We disagree with the trial judge in his belief that the appellants should have invoked the jurisdiction of the court and secured its permission to make repairs to, improvements upon, and replacements of, the property of the trust estate and to have the court decide upon questions of policy or to interpret the terms of the trust, which are plain and unambiguous. The powers conferred upon the appellants by the testator in his will creating the trust are very broad and comprehensive, and a wide discretion was given. The trust was a part of the nonintervention will, and it is apparent that the testator desired the exercise of the discretion and sound judgment of the experienced trustees in the management and operation of the trust property rather than the judgment of the court. A beneficiary of a trust has the right to appeal to the court and call in question actions of trustees which he may feel are not in his best interests, and the court has the power to intervene. But this jurisdiction must be exercised sparingly with reference to a trust of the kind we are now considering.

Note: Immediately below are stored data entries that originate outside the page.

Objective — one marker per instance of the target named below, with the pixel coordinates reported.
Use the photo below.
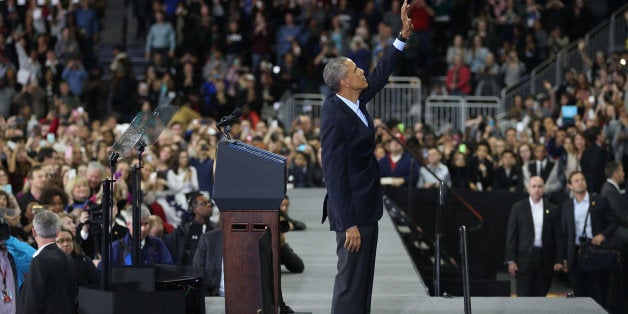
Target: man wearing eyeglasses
(184, 240)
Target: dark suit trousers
(354, 281)
(534, 281)
(594, 284)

It is our judgment, after examining the record in this case, the briefs of counsel and hearing their arguments, that the appellants, other than in the particulars referred to above, have administered the trust in accordance with its terms and have fully and faithfully performed their duties with respect thereto. There is no showing that any funds have been misappropriated or that the appellants have at any time acted in bad faith or with any dishonest motive. Although they have erred in some respects, yet their errors are not such as to have justified the court in ordering their removal from the further execution of the trust.
The decree as to Margaret E. Winn and the parts thereof allowing attorneys' fees for the attorneys for the respondents and for the accountant employed by them, is affirmed. That part of the decree removing appellants as trustees and appointing other trustees and an attorney for them is reversed. The respondents will recover their costs and disbursements in the lower court. Neither party will recover costs or disbursements in this court. The costs and disbursements, at torneys' fees, and fees of accountant shall be paid by the trustees out of the funds of the trust estate.
The case is remanded with directions to vacate the personal judgments against the appellants and for the entry of a decree in accordance with this opinion.
Beals, Steinert, Blake, Robinson, and Mallery, JJ., concur.